History  
The Diamante Fondo Patti is Palermo's main baseball stadium, inaugurated in 1997 for the 1997 Summer Universiade held in Sicily. It was also one of the venues of the Baseball World Cup held in Italy in 1998.

The stadium is located in the northern Palermitan suburb Partanna-Mondello, adjacent to Palermo's main indoor arena, the Palasport Fondo Patti.

Current situation  
Years of non-caring have led to the slow decay of the venue. In April 2014 the City of Palermo, owner of the stadium, announced works to restore both the baseball stadium and the nearby indoor arena.

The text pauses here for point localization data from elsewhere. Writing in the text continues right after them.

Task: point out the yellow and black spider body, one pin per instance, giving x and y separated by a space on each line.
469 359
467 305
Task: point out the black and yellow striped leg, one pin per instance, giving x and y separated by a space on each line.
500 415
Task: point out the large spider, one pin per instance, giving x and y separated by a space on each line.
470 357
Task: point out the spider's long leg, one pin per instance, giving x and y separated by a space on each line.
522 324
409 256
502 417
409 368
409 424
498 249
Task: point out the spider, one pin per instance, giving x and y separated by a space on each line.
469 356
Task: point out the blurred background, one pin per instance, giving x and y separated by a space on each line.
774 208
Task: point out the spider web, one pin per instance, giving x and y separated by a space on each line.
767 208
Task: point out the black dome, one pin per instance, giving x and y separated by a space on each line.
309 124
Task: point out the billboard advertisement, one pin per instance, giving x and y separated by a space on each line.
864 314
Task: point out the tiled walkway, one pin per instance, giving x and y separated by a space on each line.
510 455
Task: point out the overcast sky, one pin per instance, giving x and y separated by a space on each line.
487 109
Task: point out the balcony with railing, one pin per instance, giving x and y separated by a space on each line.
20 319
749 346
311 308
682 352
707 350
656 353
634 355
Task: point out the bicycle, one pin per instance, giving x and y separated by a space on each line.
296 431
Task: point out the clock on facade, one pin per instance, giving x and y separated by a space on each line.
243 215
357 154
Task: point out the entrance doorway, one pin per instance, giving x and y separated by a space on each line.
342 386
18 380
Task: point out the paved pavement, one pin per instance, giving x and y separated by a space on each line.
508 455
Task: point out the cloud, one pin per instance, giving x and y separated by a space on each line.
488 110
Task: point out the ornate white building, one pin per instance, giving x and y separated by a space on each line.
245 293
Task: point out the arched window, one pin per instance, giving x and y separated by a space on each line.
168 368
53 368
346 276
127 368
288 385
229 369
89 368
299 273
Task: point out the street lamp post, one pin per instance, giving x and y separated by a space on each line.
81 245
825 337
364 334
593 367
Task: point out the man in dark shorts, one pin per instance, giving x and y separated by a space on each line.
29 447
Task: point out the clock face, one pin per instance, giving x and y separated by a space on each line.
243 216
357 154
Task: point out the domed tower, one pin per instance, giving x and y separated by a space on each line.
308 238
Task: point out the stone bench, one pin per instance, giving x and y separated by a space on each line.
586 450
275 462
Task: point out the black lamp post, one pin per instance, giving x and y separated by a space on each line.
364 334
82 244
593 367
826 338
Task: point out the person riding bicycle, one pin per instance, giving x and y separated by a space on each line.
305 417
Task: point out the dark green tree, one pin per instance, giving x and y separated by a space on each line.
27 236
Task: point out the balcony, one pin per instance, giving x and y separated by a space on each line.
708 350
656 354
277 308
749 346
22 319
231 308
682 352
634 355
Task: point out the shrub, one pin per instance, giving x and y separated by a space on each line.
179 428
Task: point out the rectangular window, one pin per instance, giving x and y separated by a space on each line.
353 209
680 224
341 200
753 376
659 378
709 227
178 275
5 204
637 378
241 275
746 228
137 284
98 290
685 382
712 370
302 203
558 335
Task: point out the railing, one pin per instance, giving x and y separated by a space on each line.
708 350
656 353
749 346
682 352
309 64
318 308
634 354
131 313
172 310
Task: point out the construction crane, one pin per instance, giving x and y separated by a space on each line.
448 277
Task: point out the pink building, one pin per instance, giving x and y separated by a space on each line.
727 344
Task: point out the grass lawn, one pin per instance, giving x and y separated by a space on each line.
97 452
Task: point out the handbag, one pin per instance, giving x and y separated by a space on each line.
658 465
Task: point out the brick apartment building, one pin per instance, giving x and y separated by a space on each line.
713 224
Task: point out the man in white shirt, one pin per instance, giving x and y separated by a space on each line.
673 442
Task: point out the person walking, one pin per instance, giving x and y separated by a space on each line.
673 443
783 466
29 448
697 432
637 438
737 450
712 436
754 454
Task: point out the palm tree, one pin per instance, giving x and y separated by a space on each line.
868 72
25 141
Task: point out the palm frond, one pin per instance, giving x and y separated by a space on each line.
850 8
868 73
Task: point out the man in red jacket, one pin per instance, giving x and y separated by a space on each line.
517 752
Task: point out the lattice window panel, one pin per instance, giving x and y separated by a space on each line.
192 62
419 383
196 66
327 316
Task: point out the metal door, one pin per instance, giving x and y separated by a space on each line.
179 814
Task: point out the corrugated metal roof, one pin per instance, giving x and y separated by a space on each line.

Due to the city of Palermo's bleak financial situation, non-caring, and vandalism, the Diamante Fondo Patti is currently in a desolate state, as are many of Palermo's sports venues, such  as the Velodromo Paolo Borsellino and the Palasport Fondo Patti. 
This situation led to Palermo losing out its  European Capital of Sport 2016 bid to Prague and Kosice.

Use  
Despite its bad condition, the stadium continues to host baseball games, as it is the only purpose-build venue for these kind sports in Sicily. In the past it was used by third league clubs such as Palermo Baseball and UISP Zisa Palermo. 
In 2010 the baseball club Catania Warriors (now called Catania Warriors Paternò) reached an agreement with the city of Palermo to use the Diamante Fondo Patti for their IBL games. 
In 2012 it also hosted matches by Nine-man football club Cardinals Palermo.